Ken, I did it the hard way. But it was fun learning
Here's the topic on the threading.
http://www.penturners.org/forum/topic.asp?TOPIC_ID=35106&whichpage=2


----------



## VisExp (Mar 31, 2008)

That's a beautiful pen.  I really like the clip and that blank is gorgeous.  I agree with most of the other posts and feel a different shape on the posting end would be better.


----------



## broitblat (Mar 31, 2008)

Terrific work as usual!

I happen to like the posting end, too.

  -Barry


----------



## workinforwood (Mar 31, 2008)

I love it just the way it is I think. The picture isn't good enough, so you might have to ship it to me for a better examination and some long term testing of it's usability.  Let me know if you need that address. []


----------



## Stevej72 (Mar 31, 2008)

Steve, very nice looking pen.  I hope I can do half that good when I learn how to use my metal properly.


----------



## PR_Princess (Apr 1, 2008)

> _Originally posted by skiprat_
> 
> 
> Thanks for all the feedback. I'm going to make a new end bit as soon as I get a chance and see what it looks like. That's one of the advantages of making up the threaded rod, I can just cut a piece off as I need it.
> ...



Sorry Steven I got busy and neglected to post on this thread.[B)]

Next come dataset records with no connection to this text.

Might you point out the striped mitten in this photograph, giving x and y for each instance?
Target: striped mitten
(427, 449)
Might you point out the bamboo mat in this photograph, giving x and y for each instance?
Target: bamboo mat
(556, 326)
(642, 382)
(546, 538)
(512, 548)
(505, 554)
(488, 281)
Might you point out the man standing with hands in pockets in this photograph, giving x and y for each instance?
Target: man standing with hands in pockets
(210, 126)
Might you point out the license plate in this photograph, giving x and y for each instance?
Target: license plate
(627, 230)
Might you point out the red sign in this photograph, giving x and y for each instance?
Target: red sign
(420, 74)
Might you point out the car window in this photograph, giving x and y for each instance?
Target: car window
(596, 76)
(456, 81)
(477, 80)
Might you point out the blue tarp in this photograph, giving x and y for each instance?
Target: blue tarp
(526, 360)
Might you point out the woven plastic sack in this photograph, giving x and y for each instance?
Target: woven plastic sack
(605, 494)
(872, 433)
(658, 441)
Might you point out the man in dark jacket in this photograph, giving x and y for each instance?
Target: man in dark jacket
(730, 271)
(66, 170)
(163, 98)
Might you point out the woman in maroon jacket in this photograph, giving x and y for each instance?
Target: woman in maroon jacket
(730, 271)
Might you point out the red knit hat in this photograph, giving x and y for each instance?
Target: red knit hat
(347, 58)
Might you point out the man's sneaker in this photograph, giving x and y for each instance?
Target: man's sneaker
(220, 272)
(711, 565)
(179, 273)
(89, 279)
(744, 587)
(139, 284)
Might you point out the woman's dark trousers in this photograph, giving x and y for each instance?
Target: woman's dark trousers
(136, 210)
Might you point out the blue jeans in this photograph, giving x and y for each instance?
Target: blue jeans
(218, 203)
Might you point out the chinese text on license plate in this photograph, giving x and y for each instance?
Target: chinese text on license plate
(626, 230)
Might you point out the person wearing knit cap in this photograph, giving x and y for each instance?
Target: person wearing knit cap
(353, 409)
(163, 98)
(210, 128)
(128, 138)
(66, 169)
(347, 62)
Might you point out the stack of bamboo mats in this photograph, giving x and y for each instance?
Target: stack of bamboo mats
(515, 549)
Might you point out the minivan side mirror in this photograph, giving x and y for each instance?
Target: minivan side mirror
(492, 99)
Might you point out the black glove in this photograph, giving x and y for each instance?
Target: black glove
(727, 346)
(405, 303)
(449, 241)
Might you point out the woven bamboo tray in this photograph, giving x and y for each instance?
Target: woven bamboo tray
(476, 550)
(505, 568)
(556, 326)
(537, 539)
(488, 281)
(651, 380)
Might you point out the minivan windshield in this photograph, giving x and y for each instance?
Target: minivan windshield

Your work, as usual, puts anything I can do to shame. I am just tickled pink to have my PR in such a creative endeavour! Just lovely Steven!!![][][]
BTW, if you do decide to put a different posting end on - (not that I think that you need too), please make sure that you put up another photo!!!!

Trust you to insist on doing it the hard way too! [}] [^]


----------



## constamj (Apr 1, 2008)

Very very nice.  I really like the clip.  Simple and functional.


----------